Journalists expelled over allegedly racist headline . . . 

“China Is the Real Sick Man of Asia” – reads the headline of The Wall Street Journal (WSJ) opinion piece written by Walter Russell Mead published on February 3. The article’s headline allegedly used “racially discriminatory language” and sparked widespread anger on social media in China. This, in turn, led the Chinese Ministry of Foreign Affairs to issue a public statement, 16 days after the first publication, wherein the government revoked the credentials of three WSJ journalists and asked them to leave the country within five days. Two of the reporters are American – Josh Chin, the WSJ deputy bureau chief in Beijing, and Chao Deng – and the third reporter Philip Wen is an Australian citizen.

Not a new phenomenon in China . . .

This is the first expulsion of a credentialed foreign correspondent since 1998. But muzzling of foreign media is certainly not a new phenomenon. In August 2019, Chinese officials did not renew media credentials for another WSJ reporter – Chun Han Wong. He co-wrote an article that summer about Australia’s investigation into Chinese President Xi Jinping’s cousin’s involvement in an organized crime scandal. Philip Wen, one of the three to be expelled this month, was the second author of that article. The Chinese government’s media censorship has been a matter of much debate. The Foreign Correspondents’ Club of China called the revocation “an unprecedented form of retaliation.”

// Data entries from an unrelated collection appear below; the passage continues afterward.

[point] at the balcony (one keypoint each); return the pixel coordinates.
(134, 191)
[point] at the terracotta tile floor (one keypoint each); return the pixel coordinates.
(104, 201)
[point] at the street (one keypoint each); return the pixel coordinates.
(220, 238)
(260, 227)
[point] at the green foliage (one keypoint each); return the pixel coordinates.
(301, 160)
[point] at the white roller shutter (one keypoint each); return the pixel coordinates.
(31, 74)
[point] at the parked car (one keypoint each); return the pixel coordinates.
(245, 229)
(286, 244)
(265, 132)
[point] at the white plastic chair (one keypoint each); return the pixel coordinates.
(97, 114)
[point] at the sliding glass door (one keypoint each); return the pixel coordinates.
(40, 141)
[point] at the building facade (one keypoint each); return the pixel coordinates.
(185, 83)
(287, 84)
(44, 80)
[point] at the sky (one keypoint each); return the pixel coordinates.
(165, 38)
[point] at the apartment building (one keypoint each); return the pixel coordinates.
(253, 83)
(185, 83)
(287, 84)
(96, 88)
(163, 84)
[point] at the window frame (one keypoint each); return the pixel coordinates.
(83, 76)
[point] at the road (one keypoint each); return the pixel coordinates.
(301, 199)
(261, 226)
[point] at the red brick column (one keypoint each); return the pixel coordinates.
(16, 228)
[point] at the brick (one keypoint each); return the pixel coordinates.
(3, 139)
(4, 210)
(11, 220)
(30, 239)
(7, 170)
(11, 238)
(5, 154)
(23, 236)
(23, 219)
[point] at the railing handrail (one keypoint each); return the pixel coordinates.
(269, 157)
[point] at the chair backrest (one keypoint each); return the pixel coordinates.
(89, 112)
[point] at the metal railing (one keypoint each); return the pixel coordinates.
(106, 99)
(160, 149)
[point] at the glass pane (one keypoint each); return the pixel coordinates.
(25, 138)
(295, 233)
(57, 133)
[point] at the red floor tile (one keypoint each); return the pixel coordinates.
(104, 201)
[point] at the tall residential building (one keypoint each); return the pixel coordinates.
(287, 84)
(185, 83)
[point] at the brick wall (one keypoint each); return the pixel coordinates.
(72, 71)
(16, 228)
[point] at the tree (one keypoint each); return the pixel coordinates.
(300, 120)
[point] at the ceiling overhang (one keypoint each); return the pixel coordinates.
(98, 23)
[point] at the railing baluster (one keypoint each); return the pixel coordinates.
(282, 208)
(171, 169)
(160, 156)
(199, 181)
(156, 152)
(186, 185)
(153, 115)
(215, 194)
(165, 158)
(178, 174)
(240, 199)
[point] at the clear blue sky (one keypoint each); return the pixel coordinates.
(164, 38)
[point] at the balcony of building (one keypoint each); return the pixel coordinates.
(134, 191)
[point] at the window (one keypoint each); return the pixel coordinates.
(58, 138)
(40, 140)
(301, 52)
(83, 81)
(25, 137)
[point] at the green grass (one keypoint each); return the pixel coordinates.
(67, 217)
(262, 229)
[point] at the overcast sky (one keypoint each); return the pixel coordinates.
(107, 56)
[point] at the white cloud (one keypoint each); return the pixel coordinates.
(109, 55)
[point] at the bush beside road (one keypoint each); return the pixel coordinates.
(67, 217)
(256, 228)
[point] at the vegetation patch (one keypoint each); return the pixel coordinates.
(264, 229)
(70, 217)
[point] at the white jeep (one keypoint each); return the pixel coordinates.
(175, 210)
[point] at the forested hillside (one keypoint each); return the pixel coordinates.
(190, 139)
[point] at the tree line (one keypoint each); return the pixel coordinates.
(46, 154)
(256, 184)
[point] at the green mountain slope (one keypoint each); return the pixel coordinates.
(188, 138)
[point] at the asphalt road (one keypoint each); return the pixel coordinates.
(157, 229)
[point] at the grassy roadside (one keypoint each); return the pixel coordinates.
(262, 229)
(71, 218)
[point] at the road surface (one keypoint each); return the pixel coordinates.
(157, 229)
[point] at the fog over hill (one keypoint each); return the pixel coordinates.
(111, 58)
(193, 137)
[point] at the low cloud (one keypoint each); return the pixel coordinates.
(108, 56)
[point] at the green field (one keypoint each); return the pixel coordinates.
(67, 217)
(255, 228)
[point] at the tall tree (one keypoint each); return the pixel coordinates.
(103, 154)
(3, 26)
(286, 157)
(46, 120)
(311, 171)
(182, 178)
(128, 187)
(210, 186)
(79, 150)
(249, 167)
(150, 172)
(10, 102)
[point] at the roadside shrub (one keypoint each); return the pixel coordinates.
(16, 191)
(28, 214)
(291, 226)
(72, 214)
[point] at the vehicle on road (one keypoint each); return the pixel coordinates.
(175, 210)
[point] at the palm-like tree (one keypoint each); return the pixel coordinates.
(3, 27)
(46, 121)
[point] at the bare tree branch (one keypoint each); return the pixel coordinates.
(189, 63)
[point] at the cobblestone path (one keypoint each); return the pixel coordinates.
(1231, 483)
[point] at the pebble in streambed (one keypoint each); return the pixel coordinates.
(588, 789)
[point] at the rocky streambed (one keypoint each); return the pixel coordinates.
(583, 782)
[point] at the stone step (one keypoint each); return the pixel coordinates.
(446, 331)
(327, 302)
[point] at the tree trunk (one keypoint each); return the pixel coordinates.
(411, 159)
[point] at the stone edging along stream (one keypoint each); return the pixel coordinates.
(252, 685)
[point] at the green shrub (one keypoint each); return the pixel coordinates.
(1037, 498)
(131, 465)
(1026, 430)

A knee-jerk reaction to a U.S. decision?

Mead’s opinion piece primarily talks about a hypothetical financial crisis in China and a potential chain reaction throughout the global economy. Opinion pieces are generally independent articles and have little to no newsroom involvement. The use of the term ‘sick man’ to refer to financial vulnerability is also not new, particularly among academics, intellectuals, and media. The Chinese government’s decision to expel the journalists coincides with the U.S. government’s statement, issued just a day before, that redefines five Chinese state-media organizations as foreign missions, as per the U.S. Foreign Missions Act. This decision enables the U.S. government to exercise more control over the Chinese media present in the U.S.